2013 will go down as California’s driest year in recorded history. Redding and Red Bluff both shattered their diest year records, Redding received just 12.8” of rain since Jan. 1 with Red Bluff getting only 5.42” of rain.
The records stretch beyond the Northstate. In Sacramento just 6.12” of rain fell, beating the record low of 6.67” set back in 1976, San Francisco saw 5.6” of rain shattering their record low of 9” set way back in 1917.
And with that little rainfall areas like Red Bluff could be called a desert, at least for 2013 that is.

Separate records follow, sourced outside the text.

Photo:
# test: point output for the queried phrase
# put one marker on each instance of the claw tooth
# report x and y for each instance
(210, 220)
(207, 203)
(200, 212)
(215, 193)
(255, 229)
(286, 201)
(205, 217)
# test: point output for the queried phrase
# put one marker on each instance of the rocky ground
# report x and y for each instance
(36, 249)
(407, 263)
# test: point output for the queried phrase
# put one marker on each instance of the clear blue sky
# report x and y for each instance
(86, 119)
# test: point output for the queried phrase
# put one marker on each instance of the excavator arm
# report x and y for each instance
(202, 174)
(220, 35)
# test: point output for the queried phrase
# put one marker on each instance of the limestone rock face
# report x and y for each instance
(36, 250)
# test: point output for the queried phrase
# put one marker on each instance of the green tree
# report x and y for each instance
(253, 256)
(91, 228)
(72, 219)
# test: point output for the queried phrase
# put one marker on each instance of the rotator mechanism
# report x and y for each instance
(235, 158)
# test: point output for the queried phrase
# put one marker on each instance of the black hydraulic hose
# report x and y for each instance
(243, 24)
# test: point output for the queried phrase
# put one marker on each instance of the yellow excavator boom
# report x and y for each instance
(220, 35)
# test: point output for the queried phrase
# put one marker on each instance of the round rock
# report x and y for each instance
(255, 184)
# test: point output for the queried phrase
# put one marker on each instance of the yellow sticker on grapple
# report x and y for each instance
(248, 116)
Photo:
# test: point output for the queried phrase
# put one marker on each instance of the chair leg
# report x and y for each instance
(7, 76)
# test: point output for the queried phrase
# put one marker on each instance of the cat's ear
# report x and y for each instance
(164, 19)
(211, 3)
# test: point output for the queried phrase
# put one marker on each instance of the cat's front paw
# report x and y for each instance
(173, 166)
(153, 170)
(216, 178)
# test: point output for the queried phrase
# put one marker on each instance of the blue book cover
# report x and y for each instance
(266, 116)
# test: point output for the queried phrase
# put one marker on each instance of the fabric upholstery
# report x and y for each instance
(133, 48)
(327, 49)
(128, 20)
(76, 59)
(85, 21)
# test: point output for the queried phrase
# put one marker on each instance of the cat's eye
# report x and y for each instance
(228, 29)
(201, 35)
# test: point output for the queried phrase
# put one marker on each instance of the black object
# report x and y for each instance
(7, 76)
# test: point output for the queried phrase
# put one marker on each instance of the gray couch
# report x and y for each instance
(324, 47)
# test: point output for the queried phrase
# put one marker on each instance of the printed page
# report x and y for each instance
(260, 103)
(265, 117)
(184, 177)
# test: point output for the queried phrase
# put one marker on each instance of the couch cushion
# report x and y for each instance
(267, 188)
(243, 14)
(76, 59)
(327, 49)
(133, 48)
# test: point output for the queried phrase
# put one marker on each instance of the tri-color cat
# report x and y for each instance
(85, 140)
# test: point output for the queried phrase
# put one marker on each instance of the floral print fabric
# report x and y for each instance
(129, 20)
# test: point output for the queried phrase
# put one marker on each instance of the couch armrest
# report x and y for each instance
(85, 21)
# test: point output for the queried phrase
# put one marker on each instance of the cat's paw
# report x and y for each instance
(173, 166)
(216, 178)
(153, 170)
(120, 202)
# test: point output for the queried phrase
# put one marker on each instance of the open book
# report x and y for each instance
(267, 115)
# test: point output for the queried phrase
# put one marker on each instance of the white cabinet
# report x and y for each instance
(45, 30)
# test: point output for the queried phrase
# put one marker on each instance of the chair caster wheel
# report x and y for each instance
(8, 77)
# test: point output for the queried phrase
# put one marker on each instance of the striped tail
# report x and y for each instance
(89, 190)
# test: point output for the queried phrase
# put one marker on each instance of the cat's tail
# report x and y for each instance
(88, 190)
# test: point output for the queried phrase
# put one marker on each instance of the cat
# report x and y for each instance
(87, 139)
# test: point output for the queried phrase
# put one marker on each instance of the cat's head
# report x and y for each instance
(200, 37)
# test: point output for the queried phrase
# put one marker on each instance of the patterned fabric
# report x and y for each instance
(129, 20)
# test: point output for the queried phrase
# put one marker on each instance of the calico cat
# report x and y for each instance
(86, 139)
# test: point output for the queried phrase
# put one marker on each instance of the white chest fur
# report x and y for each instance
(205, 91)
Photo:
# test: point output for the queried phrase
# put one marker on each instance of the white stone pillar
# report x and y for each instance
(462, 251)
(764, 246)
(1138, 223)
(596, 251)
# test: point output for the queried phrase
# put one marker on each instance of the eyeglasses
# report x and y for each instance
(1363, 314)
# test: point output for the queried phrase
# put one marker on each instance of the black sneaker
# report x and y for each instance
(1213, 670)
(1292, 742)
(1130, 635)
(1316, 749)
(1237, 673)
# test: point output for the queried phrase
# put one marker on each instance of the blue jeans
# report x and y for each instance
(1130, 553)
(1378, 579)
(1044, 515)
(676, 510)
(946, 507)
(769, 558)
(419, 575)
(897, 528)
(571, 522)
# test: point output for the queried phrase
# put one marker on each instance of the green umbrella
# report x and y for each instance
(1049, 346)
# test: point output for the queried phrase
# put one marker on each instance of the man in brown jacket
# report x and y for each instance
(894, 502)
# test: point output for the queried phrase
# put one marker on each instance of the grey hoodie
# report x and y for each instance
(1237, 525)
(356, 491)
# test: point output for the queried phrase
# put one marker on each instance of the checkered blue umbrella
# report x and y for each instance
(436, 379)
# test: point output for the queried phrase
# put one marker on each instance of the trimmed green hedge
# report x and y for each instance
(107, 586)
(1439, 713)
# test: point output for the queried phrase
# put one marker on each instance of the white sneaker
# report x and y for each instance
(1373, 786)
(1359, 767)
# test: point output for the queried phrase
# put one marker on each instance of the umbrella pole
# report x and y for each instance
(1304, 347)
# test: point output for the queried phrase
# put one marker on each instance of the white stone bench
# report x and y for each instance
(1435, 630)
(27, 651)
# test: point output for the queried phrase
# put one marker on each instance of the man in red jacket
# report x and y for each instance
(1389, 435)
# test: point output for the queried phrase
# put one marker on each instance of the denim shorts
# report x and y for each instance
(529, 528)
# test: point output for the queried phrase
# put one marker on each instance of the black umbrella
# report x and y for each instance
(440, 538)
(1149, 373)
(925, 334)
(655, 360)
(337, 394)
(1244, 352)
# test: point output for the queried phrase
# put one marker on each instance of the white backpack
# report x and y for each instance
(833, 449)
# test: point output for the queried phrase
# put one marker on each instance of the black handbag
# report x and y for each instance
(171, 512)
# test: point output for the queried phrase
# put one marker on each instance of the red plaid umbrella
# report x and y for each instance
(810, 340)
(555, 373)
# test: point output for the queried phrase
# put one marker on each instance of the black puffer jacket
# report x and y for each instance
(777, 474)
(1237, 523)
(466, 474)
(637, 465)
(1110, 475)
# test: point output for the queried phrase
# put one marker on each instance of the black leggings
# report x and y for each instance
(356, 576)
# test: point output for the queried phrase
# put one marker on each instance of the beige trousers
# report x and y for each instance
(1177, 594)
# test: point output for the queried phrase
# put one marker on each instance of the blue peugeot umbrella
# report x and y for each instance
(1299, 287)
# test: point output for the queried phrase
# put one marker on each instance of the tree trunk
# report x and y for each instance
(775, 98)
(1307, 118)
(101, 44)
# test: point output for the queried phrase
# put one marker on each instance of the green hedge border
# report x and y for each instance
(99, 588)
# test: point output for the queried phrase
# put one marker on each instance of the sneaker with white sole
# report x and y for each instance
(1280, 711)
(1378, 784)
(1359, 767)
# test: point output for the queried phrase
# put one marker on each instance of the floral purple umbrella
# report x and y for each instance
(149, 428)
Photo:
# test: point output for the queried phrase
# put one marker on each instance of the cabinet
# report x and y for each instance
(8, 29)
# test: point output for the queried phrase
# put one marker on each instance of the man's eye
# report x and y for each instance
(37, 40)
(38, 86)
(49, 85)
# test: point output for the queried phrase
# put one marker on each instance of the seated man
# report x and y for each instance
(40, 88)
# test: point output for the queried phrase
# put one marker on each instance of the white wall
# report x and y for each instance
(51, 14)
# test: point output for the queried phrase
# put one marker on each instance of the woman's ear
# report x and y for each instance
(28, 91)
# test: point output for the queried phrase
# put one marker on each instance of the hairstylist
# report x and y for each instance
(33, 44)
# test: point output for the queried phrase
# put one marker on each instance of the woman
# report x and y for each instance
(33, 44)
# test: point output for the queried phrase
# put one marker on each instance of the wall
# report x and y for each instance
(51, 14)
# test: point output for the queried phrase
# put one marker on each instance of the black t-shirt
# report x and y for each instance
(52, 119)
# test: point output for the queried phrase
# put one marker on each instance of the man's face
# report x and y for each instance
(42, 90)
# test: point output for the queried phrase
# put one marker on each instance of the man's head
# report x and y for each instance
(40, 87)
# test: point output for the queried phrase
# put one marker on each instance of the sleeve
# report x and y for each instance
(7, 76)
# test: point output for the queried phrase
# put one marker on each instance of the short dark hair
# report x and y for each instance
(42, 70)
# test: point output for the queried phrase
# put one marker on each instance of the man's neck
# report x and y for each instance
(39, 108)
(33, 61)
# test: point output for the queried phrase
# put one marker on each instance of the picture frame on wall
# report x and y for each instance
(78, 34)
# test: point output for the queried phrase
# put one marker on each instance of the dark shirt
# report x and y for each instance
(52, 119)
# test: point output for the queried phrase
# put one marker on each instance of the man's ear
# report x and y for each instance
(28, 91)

The US Geological Survey classifies a desert as a region that averages less than 10” of rain each year for an average of 30 years. So Red Bluff, with an annual average of 23.02” of rain doesn’t qualify for that, but in 2013 it was certainly arid enough.
At 5.42” of precipitation, Red Bluff is nearer to the average precipitation of areas like Palm Springs, Calif., Bishop, Calif., and Tonopah, Nev. All of which are in either the Sonoroan Desert or Great Basin Deserts. All three cities are blessed with fewer than 6” of average precipitation per year.
Redding fared better, but still got less than 40 percent of the normal rainfall.
The 12.8” of rain that fell in Redding puts it in the semi-arid climate range. A climate which is similar to Sub-Saharan Africa and the Australian Outback.
For comparison, Redding’s annual rainfall totals are nearer to the climatic normals of Roswell, N.M. and Tuscon, Ariz. Both cities are in the Sonoran and Chihuahuan Deserts respectively, and both on average receive just under 13” of rain each year.